Fashion Show Shoot (favor for a new graduate)

I’m not a fan of free, but this was one of those circumstances where I’d never shot something quite like this, and figured it’d be a fun learning experience. And an excuse to use those new Profotos in a more dynamic environment than the studio. The job was the first fashion show for a recent fashion design school grad, and the location was, to put it mildly, not pretty. I’ll get into all that, but first, some samples.

Location #1 (start of the catwalk) Location #2 (mid-catwalk) Location #3 (mini-studio)

Alright let’s get into it. The very first thing you probably noticed was the floor. It’s… not nice. Being a budget project, almost everything there was given, donated or loaned, which as you know if you’ve ever depended on lots of free stuff coming in at the same time, some stuff just won’t show up. As was the case with the catwalk. They were supposed to have a raised platform, but didn’t. Which might have been OK if this carpet wasn’t so… well, you know. And there was clearly not a thing we could do about that.

Next up was the background. You’ll see in the catwalk photos that the background is black. I did that. Here’s what the background looked like originally (grabbed from one of the few photos I have that show the original backdrop):

Nice backdrop!

There are no words. “Oh but that’s not so awful, is it Joseph?” you might ask. Yes. Yes it was. And here’s why, and tragically I don’t have these test photos anymore… I wiped my CF cards before the show started, not thinking that I’d want those nasty pictures to show off later. See the ground? One color/texture. Then the main curtain; another color/texture. Then the top little curtain, a third color/texture. And finally above that was empty, revealing the wall and window behind it, which made for color/texture/horrible thing #4. We tried to block and disguise before deciding to just cover it entirely. Those four textures meant that the model got completely lost against all that mess. Someone procured (not a clue where this came from) a 6-foot wide by about a football-field long piece of black duvetyne. Lovely, black, stretchy, duvetyne. So 45 minutes, a tall ladder, and every last one of my clamps later, we had a new background. There was no way to make it seamless, so instead of trying to hide the seams, I embraced the seams and draped and folded and stretched the material until everything was hidden and the background was a dark wavy lovely thing. The other photographer asked if I’d been raised by Bedouins. Here’s the new backdrop, with the lights and all.

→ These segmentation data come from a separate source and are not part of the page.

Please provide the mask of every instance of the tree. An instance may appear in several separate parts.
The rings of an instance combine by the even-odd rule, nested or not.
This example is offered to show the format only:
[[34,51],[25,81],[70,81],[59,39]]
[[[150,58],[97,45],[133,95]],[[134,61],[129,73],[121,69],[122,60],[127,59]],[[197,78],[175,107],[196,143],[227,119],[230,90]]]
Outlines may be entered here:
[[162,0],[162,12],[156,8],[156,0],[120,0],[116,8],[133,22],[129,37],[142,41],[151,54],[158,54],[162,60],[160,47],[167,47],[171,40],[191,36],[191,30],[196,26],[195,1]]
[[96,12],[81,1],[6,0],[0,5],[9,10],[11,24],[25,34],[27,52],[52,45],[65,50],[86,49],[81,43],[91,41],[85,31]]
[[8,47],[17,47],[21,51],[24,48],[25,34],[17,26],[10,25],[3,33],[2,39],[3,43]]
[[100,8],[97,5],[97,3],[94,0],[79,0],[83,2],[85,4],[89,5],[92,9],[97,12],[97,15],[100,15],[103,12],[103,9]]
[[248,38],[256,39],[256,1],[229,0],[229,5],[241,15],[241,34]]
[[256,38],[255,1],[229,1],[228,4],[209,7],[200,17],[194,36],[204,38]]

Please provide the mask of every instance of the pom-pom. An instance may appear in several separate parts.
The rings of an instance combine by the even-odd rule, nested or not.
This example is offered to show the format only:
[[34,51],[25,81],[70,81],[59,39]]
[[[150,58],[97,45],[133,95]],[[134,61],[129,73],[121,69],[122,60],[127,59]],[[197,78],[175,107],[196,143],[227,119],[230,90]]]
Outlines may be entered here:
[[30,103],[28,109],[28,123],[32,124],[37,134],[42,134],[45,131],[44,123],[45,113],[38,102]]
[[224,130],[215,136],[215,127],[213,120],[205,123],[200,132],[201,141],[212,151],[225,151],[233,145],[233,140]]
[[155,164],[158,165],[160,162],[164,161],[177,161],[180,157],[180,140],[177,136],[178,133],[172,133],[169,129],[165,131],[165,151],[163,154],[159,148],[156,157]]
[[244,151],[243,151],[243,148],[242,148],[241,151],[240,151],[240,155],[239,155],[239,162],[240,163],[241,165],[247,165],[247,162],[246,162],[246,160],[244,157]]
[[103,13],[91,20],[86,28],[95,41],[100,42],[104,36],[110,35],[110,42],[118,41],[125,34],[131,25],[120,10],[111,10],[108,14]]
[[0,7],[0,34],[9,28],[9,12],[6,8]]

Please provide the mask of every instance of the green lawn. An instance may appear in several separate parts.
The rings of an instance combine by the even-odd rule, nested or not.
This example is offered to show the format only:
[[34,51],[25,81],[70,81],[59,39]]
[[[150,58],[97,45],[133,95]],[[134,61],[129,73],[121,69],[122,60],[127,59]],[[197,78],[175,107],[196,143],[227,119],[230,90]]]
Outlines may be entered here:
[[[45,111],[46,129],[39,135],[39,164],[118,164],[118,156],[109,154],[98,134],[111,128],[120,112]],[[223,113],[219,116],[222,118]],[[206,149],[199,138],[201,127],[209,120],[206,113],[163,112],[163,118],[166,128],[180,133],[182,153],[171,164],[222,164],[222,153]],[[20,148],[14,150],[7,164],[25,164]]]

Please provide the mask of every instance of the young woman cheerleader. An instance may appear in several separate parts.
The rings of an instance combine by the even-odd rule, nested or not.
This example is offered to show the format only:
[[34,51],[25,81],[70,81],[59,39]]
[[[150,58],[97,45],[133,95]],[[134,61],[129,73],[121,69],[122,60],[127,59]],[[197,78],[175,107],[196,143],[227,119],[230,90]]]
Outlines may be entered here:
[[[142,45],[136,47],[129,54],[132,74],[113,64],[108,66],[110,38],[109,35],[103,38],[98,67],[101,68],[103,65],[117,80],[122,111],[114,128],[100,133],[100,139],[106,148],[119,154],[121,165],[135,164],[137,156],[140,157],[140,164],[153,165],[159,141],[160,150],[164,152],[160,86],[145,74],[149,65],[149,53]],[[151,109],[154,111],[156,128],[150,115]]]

Lovely new black backdrop. See the old one peeking out the back? Ick. That’s Carl, we worked together on this thing.Carl is standing in position #1. The girls would come from stage right, stop on their mark there and strike a pose, then walk down the catwalk (towards this camera position). Half-way down the walk we had position #2. The models didn’t stop there, so we could catch them mid-walk. And finally, because we knew that the floor was so awful looking and that there was nothing we could do about that, we decided to set up a third shooting area, like a mini studio, to shoot the models as they came off the catwalk and before they went back to the dressing room. That’s position #3. Here’s a fabulous drawing to show what we did (I need to take a page out of Joe McNally’s book and draw these on cocktail napkins. Much more impressive).

My beautiful plan. I couldn’t find a cocktail napkin so had to use Photoshop instead.Blue path is the model’s path. Green “model #’s” are their (our) shooting marks. Photographer 1 and 2 are myself and Carl, and we swapped locations half-way through the show. And this is where it gets fun. I rented eight PocketWizard Plus II’s for this setup; one receiver for each light, and one transmitter for each camera (Carl and I were both shooting with two bodies). On the diagram, pw1 is for PocketWizard preset 1, pw2 is 2, and so-on. This was so cool and really showed off the power of these things. pw1 is a 300w head in a big ol’ softbox. I had a skinny white seamless set up for head-shots (I would have loved to set up a big full-body setup but there simply wasn’t space. This was a small venue). There’s two big pieces of black foamcore on either side of model #3 position; one to block the view from the audience (minimal distractions) and one to block the yellow cast I was getting off the yellow wall to her yellow right. Exposure was ISO 100 f/11. pw2 is controlling both 600w lights, which I realize in this not-to-scale drawing they look quite close to the model, but were far enough away where the 300w lights there weren’t enough; we actually had to swap them out. Exposure there was ISO 200 f/11. Then pw3 was controlling that one last 300w light, which I dialed down and shot at ISO 100 f/4 with hopes of throwing some of the background out of focus. It also meant that we had a very narrow window to catch the model; two steps=one stop, so we had to nail it.

And there you have it. Model positions 1 and 2 were dialed in on two cameras, so we’d shoot #1 with one camera, then as soon as they started to walk, grab the other camera, already dialed in for position 2. And when Carl and I swapped places, it just mean moving the PocketWizard to the appropriate channel and changing the aperture.

It was fun, and a great experience. And now I gotta save up for some PocketWizards of my own!